We evaluate MaGNet-BN on seven  publicly available dynamic graph datasets spanning six real-world domains: traffic (2), mobility, social media, e-mail, energy, and retail. Table 1 summarizes their statistics.
  • METR-LA and PeMS-BAY—minute-level road-traffic speeds from loop detectors in Los Angeles and the Bay Area ( T = 34 , 272 and 52 , 560 snapshots) [1].
  • TwitterRC—2160 hourly snapshots of retweet/mention interactions among 22,938 users [41].
  • Enron-Email—194 weekly snapshots of corporate e-mail exchanges (150,028 nodes) [42].
  • ETH+UCY—3588 twelve-second pedestrian-interaction graphs recorded in public scenes [43].
  • ELD-2012—8760 hourly power-consumption graphs (370 smart-meter clients) extracted from the ElectricityLoadDiagrams20112014 dataset [44].
  • M5-Retail—1941 daily sales-correlation graphs covering 3049 Walmart items [2].
All datasets are split 70%/15%/15% (train/val/test) in chronological order.

4.2. Baselines

We compare MaGNet-BN with seven representative baselines, carefully chosen to cover the three research threads intertwined in our task—time series forecasting, dynamic graph learning, and uncertainty-aware community detection. Table 2 summarizes how they span these facets.

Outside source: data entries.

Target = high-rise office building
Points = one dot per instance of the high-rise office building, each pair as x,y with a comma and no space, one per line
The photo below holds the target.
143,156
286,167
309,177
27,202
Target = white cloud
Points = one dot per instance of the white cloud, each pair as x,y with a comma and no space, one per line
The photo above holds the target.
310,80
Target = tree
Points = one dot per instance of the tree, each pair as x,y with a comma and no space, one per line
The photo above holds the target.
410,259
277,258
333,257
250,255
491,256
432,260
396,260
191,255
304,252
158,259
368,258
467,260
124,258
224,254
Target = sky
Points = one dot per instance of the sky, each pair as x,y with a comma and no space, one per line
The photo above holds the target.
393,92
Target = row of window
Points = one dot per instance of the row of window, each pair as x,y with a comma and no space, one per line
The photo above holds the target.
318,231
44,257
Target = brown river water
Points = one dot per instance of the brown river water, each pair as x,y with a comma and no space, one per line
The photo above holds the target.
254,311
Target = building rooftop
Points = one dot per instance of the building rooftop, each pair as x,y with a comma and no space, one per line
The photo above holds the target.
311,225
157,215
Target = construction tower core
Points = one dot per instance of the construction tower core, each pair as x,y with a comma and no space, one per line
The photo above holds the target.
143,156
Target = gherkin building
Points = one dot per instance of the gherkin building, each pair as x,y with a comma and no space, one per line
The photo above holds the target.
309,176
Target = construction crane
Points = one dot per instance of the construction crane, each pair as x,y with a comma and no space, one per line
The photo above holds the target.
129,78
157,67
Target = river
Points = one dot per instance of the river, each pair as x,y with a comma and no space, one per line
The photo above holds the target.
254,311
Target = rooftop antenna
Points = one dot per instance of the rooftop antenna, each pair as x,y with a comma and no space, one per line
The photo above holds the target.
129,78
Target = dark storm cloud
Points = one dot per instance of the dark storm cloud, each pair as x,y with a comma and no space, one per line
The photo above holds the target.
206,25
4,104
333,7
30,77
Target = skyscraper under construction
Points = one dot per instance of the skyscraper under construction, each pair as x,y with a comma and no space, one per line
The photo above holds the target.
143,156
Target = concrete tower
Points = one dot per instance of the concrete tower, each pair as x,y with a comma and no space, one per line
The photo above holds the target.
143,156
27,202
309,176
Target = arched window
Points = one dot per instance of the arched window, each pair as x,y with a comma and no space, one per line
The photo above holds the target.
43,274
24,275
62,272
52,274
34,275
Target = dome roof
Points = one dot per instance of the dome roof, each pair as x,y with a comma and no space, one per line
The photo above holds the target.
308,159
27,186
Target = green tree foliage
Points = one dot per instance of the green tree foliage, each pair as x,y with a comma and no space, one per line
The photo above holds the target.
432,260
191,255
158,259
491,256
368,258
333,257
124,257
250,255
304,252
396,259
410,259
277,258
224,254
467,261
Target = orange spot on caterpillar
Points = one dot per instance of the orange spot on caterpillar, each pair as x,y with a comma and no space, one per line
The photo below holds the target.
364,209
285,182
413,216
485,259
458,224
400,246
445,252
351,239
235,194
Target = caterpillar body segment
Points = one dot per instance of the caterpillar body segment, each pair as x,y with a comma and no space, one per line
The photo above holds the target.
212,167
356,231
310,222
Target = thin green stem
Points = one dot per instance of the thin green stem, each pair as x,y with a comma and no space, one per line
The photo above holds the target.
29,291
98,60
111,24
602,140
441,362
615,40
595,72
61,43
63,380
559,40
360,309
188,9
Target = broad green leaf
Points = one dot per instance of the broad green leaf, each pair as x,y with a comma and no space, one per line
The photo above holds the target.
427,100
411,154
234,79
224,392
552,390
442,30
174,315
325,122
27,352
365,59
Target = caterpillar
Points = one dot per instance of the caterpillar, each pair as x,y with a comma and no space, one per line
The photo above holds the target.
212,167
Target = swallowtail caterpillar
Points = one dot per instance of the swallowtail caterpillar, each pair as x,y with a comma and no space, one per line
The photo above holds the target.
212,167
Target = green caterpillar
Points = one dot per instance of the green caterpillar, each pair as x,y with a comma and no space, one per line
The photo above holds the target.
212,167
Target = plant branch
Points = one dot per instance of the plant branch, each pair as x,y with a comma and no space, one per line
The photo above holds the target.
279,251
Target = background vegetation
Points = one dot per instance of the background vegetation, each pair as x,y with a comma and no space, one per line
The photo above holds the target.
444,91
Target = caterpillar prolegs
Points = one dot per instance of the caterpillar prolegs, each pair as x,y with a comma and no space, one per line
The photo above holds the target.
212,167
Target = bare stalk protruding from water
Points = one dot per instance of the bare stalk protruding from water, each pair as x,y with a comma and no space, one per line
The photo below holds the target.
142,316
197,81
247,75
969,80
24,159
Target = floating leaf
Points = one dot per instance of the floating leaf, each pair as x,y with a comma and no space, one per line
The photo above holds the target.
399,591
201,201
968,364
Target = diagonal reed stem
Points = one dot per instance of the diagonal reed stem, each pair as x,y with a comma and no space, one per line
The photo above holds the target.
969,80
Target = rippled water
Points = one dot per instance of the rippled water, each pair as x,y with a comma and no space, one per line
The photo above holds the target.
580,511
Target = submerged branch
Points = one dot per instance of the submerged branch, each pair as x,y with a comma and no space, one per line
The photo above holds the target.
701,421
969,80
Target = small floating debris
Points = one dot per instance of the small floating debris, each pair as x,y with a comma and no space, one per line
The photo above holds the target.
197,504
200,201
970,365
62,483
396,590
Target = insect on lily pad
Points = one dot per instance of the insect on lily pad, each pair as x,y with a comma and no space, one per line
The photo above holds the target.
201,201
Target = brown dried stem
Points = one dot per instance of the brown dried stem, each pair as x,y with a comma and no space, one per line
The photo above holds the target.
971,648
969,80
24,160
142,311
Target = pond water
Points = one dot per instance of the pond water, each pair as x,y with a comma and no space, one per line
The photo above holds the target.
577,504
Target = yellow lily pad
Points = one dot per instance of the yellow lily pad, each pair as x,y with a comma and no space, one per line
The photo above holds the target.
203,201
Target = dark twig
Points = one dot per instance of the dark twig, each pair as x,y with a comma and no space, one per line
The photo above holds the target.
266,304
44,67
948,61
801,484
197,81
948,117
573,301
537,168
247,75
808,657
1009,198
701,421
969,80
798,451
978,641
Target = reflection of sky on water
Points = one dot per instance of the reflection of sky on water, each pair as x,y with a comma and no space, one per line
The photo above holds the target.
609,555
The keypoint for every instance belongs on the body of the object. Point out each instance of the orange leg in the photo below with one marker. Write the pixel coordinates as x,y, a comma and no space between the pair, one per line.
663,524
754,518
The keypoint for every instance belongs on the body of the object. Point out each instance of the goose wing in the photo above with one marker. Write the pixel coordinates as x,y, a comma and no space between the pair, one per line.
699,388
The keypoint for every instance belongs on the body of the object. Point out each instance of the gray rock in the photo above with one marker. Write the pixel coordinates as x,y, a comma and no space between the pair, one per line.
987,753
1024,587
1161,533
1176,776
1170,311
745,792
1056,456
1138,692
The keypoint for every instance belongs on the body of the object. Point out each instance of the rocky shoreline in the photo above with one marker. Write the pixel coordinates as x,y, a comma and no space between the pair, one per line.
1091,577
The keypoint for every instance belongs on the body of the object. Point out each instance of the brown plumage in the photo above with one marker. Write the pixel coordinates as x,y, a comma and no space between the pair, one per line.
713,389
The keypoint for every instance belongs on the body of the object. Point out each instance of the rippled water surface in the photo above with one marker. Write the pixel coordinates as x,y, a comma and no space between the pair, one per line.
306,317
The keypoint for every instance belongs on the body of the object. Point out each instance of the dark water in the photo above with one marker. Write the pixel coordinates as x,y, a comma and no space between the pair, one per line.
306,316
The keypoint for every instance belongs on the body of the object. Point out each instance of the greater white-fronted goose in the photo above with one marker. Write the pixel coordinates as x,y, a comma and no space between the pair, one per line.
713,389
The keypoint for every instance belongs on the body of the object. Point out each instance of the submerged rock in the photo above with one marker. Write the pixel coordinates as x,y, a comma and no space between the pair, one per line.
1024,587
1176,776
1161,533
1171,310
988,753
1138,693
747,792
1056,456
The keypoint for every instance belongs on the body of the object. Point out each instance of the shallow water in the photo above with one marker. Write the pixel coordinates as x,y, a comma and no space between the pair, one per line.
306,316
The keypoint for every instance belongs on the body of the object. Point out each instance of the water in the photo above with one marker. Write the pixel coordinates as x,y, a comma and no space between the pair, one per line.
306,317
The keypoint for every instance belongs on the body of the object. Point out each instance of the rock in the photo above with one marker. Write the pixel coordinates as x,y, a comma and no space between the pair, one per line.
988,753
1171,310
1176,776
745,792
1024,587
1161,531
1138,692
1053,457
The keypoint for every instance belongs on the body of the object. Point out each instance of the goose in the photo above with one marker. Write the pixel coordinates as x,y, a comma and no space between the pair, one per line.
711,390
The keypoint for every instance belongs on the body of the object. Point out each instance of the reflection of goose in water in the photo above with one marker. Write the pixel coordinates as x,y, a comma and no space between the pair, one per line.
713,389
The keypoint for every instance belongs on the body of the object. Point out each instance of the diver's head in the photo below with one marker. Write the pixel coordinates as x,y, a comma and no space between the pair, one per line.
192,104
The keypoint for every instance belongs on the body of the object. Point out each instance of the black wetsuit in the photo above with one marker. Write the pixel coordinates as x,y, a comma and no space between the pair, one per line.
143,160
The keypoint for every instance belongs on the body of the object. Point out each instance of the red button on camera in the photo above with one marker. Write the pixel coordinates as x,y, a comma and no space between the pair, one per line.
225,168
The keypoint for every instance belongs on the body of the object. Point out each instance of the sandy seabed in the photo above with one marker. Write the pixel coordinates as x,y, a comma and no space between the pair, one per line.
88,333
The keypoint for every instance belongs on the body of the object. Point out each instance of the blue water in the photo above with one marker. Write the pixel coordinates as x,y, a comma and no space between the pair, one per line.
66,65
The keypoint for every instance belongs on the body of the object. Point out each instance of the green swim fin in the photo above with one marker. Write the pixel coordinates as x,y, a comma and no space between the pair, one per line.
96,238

4.2.1. Sequence-Forecasting Baselines (Graph-Agnostic)

  • DeepAR [9]. Autoregressive LSTM with Gaussian output quantiles; a de facto standard for univariate/multivariate probabilistic forecasting. Why: sets the reference point for purely temporal models without spatial bias.
  • MC-Drop LSTM [6]. Injects dropout at inference to sample from the weight posterior—simple yet strong Bayesian baseline. Why: isolates the benefit of explicit epistemic uncertainty without graph information.
  • Temporal Fusion Transformer (TFT) [8]. Multi-head attention, static covariates, and gating; current SOTA on many time series leaderboards. Why: strongest recent non-graph forecaster.
  • DCRNN [1]. Diffusion convolution on a fixed sensor adjacency, followed by seq2seq GRU. Why: canonical example of static-graph-aware spatiotemporal forecasting.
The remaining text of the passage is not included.